Optical Genome Mapping in MDS and AML as tool for structural variant profiling—comment and data update on Yang et al.: “High-resolution structural variant profiling of myelodysplastic syndromes by optical genome mapping uncovers cryptic aberrations of prognostic and therapeutic significance”

Deepak B Vangala 1,, Verena Nilius-Eliliwi 1, Wanda M Gerding 2, Roland Schroers 1, Huu Phuc Nguyen 2
PMCID: PMC9883160  PMID: 36434063

To the Editor:

Yang et al. recently published their work entitled “High-resolution structural variant profiling of myelodysplastic syndromes by optical genome mapping uncovers cryptic aberrations of prognostic and therapeutic significance” in leukemia [1]. The authors describe a high concordance in 96/99 cases of detected structural variants by routine diagnostics, most importantly chromosomal banding analysis (CBA), and optical genome mapping (OGM) as a whole genome method for structural variant profiling (SVP). More importantly, in 34% of the 101 patients included in the analysis, cryptic variants could be clarified and the risk score according to R-IPSS was changed by additional information obtained by OGM in 17% of patients.

These results and the approach chosen are well in line with the data published earlier this year by our group [2]. Although focusing on acute myeloid leukemia (AML), we also included a subgroup of six myelodysplastic syndrome (MDS) patients, three of them with excessive blasts I and three with excessive blasts II, or MDS/AML according to the recently updated international consensus classification [3]. Furthermore, 8 of 21 AML patients had myelodysplasia-related changes.
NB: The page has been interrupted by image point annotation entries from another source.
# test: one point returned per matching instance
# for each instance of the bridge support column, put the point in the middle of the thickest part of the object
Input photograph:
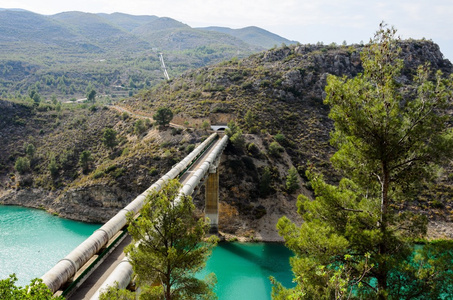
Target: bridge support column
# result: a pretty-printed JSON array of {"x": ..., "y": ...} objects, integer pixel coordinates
[{"x": 212, "y": 199}]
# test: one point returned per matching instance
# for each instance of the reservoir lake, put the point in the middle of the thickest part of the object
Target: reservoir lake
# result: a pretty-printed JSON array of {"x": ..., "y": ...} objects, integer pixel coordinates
[{"x": 32, "y": 241}]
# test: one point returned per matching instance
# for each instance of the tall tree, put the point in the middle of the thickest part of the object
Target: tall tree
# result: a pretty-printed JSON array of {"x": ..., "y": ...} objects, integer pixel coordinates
[
  {"x": 109, "y": 137},
  {"x": 34, "y": 291},
  {"x": 170, "y": 247},
  {"x": 91, "y": 95},
  {"x": 85, "y": 159},
  {"x": 389, "y": 139},
  {"x": 163, "y": 116}
]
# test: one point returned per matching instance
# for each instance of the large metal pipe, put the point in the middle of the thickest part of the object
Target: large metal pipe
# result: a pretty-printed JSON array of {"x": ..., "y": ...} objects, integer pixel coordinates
[
  {"x": 122, "y": 273},
  {"x": 66, "y": 268}
]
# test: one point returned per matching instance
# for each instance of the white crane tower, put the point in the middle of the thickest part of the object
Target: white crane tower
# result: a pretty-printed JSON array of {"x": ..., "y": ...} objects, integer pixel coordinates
[{"x": 163, "y": 66}]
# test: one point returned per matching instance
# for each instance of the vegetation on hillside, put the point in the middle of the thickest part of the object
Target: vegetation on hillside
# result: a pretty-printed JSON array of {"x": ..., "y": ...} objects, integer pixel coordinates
[
  {"x": 170, "y": 246},
  {"x": 355, "y": 242},
  {"x": 116, "y": 54},
  {"x": 83, "y": 146}
]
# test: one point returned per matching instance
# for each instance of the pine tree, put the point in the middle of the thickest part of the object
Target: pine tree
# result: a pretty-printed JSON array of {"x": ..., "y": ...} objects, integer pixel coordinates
[
  {"x": 170, "y": 247},
  {"x": 354, "y": 242}
]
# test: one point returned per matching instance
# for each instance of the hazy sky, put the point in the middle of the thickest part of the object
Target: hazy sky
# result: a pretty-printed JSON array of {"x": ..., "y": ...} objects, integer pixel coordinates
[{"x": 306, "y": 21}]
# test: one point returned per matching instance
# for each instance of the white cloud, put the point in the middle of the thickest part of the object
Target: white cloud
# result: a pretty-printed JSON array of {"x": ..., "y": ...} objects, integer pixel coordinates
[{"x": 302, "y": 20}]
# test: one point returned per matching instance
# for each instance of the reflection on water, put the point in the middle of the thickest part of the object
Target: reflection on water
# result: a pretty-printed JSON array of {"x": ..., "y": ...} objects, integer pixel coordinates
[
  {"x": 33, "y": 241},
  {"x": 243, "y": 269}
]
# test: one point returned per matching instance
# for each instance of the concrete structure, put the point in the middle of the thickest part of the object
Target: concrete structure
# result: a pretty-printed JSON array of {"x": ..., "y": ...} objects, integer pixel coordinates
[
  {"x": 80, "y": 260},
  {"x": 219, "y": 127},
  {"x": 212, "y": 199},
  {"x": 122, "y": 274}
]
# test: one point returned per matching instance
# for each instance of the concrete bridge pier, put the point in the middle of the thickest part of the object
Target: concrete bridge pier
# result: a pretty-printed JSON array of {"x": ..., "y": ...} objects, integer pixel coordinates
[{"x": 212, "y": 199}]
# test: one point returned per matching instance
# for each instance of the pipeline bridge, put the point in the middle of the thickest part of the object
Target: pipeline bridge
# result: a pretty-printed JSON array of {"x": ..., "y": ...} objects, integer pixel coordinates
[{"x": 99, "y": 261}]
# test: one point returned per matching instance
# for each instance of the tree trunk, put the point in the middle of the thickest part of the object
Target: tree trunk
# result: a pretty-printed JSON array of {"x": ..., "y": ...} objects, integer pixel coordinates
[{"x": 382, "y": 272}]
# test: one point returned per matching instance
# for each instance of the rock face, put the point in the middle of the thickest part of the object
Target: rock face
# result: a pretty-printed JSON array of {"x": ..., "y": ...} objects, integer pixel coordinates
[
  {"x": 94, "y": 204},
  {"x": 284, "y": 89}
]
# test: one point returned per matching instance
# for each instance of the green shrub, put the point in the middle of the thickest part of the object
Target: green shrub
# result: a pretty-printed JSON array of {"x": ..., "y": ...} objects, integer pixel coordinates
[
  {"x": 153, "y": 172},
  {"x": 22, "y": 165},
  {"x": 275, "y": 149},
  {"x": 98, "y": 174},
  {"x": 190, "y": 148}
]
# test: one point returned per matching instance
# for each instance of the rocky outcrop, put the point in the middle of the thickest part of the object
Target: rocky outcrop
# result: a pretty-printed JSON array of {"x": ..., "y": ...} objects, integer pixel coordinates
[{"x": 94, "y": 204}]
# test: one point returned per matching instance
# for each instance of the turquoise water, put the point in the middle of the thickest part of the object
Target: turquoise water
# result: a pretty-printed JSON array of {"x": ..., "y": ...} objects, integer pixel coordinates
[
  {"x": 243, "y": 270},
  {"x": 33, "y": 241}
]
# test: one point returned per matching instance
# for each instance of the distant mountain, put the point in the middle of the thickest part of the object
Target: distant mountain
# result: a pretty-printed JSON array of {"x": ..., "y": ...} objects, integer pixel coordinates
[
  {"x": 21, "y": 30},
  {"x": 117, "y": 53},
  {"x": 127, "y": 22},
  {"x": 253, "y": 35},
  {"x": 169, "y": 34},
  {"x": 99, "y": 32}
]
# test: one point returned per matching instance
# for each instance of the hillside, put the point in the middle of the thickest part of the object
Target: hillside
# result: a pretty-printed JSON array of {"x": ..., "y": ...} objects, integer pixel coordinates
[
  {"x": 117, "y": 54},
  {"x": 276, "y": 99},
  {"x": 113, "y": 177},
  {"x": 253, "y": 35},
  {"x": 280, "y": 93}
]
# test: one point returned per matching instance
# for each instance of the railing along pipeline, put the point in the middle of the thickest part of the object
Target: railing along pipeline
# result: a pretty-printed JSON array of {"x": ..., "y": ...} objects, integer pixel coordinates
[
  {"x": 67, "y": 267},
  {"x": 122, "y": 274}
]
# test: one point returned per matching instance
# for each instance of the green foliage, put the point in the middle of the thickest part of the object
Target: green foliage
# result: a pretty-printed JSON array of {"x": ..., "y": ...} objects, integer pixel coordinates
[
  {"x": 389, "y": 139},
  {"x": 53, "y": 166},
  {"x": 206, "y": 125},
  {"x": 170, "y": 247},
  {"x": 85, "y": 160},
  {"x": 249, "y": 119},
  {"x": 163, "y": 116},
  {"x": 236, "y": 136},
  {"x": 30, "y": 150},
  {"x": 36, "y": 290},
  {"x": 22, "y": 165},
  {"x": 265, "y": 182},
  {"x": 280, "y": 138},
  {"x": 190, "y": 148},
  {"x": 139, "y": 127},
  {"x": 109, "y": 137},
  {"x": 114, "y": 293},
  {"x": 91, "y": 95},
  {"x": 292, "y": 180},
  {"x": 275, "y": 149},
  {"x": 253, "y": 149}
]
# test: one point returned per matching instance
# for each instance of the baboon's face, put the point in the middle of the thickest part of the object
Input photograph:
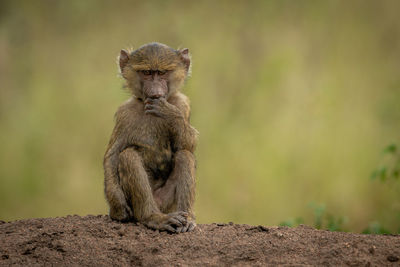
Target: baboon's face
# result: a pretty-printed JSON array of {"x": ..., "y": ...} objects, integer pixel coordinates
[
  {"x": 154, "y": 83},
  {"x": 154, "y": 70}
]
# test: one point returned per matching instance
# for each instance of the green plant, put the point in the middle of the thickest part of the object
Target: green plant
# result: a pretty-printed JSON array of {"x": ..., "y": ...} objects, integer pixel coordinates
[{"x": 390, "y": 164}]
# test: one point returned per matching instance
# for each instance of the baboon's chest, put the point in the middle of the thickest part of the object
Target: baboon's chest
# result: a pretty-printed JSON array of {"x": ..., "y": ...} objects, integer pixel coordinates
[{"x": 154, "y": 143}]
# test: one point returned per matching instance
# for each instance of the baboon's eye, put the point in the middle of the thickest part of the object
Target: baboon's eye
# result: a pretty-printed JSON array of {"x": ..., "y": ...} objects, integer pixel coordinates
[{"x": 146, "y": 72}]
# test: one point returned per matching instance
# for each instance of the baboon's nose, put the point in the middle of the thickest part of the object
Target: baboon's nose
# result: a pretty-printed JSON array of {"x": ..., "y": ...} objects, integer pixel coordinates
[{"x": 156, "y": 96}]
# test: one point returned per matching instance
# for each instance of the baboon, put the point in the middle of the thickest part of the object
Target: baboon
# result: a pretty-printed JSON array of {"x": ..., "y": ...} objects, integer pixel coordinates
[{"x": 149, "y": 165}]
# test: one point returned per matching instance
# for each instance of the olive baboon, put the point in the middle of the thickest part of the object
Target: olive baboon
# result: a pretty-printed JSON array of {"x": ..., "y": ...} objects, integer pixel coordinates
[{"x": 149, "y": 165}]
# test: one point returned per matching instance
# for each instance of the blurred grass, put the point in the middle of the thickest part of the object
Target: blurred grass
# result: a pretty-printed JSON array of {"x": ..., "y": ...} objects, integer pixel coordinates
[{"x": 294, "y": 101}]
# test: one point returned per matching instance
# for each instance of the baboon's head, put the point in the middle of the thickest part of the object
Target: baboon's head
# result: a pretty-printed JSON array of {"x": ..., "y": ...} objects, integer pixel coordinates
[{"x": 154, "y": 70}]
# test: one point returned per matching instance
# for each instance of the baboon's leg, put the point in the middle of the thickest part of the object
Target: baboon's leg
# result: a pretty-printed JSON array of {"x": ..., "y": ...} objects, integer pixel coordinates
[
  {"x": 178, "y": 193},
  {"x": 135, "y": 183}
]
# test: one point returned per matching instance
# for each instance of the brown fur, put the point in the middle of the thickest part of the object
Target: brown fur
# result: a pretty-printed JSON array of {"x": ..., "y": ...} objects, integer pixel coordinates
[{"x": 149, "y": 165}]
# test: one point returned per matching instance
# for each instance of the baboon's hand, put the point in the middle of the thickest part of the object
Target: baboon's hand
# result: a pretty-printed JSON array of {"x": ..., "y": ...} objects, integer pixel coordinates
[
  {"x": 161, "y": 108},
  {"x": 172, "y": 222},
  {"x": 190, "y": 225}
]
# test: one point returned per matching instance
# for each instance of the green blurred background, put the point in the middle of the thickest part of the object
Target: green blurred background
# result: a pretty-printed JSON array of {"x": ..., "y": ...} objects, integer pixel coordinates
[{"x": 294, "y": 101}]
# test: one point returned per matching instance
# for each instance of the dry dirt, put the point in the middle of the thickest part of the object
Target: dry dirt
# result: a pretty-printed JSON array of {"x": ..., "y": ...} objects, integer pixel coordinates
[{"x": 98, "y": 241}]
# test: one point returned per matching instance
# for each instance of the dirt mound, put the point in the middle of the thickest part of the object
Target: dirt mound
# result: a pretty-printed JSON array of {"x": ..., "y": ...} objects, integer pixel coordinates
[{"x": 98, "y": 241}]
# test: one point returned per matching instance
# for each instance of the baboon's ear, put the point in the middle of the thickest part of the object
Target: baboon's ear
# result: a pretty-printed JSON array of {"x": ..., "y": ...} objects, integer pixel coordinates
[
  {"x": 123, "y": 59},
  {"x": 185, "y": 56}
]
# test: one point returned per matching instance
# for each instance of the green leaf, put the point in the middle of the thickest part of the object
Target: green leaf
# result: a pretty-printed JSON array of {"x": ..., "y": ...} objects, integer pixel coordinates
[{"x": 390, "y": 149}]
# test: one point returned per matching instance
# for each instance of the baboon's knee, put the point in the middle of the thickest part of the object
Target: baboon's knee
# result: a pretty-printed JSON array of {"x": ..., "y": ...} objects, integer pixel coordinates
[{"x": 185, "y": 157}]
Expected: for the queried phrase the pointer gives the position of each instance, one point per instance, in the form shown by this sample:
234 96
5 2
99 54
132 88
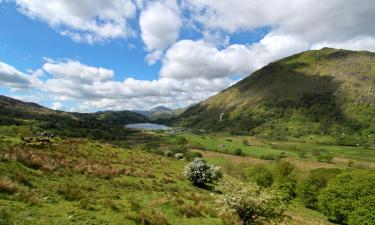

Currently, and updating our previous data, our cohort consists of 42 patients (35 AML and 7 MDS, Table 1). Of 42 patients, a conventional diagnostic approach by cytogenetics (CBA; fluorescence in situ hybridization (FISH) and Copy-number variation (CNV)-microarrays where indicated) was able to detect variants in 26 cases. All but three of these variants could also be seen by OGM, the latter below the applied threshold of 5% variant allele frequency (VAF) and in high-repetitive regions such as around telomers and centromeres [4]. In 27 cases (64%), we could clarify or add additional information by using OGM as a non-DNA dependent amplification based whole genome method. For MDS patients this number was similar with 4/7 cases, where the karyotype could be redefined by utilizing OGM (Table 2).

Table 1.

Clinical characteristics of the study population.

Gender
 Female 18
 Male 24
Age median/years (range) 61 (21–75)
Diagnosis
 AML (n) 23
 AML from prior MDS /AML-MRC (n) 12
 MDS (n) 7
Risk classification
 ELN 2017
  Good (n) 6
  Intermediate (n) 13
  Poor (n) 15
 IPSS-Score
  Very high (n) 3
  High (n) 3
  Intermediate (n) 1

Due to the inclusion prior to the novel world health organization (WHO) classification and European Leukemia Net (ELN) risk groups, here WHO2016 and ELN 2017 classifications are still used.

Table 2.

Conventional diagnostics included karyotyping, RT-PCR Panel diagnostics, FISH, and CNV microarray, the latter two as indicated by the treating physician.

Diagnosis (n) Findings through conventional diagnostics (%/cases) Findings through OGM (%/cases) Redefinition of karyotype through OGM (%/cases)
AML 61% 87% 70%
AML-MRC 83% 92% 58%
MDS 86% 86% 57%
Total 71% 88% 64%

OGM not only detected relevant structural variants in more cases than conventional diagnostics, but also detected additional variants in 27 cases, leading to clarification and redefinition of the karyotype.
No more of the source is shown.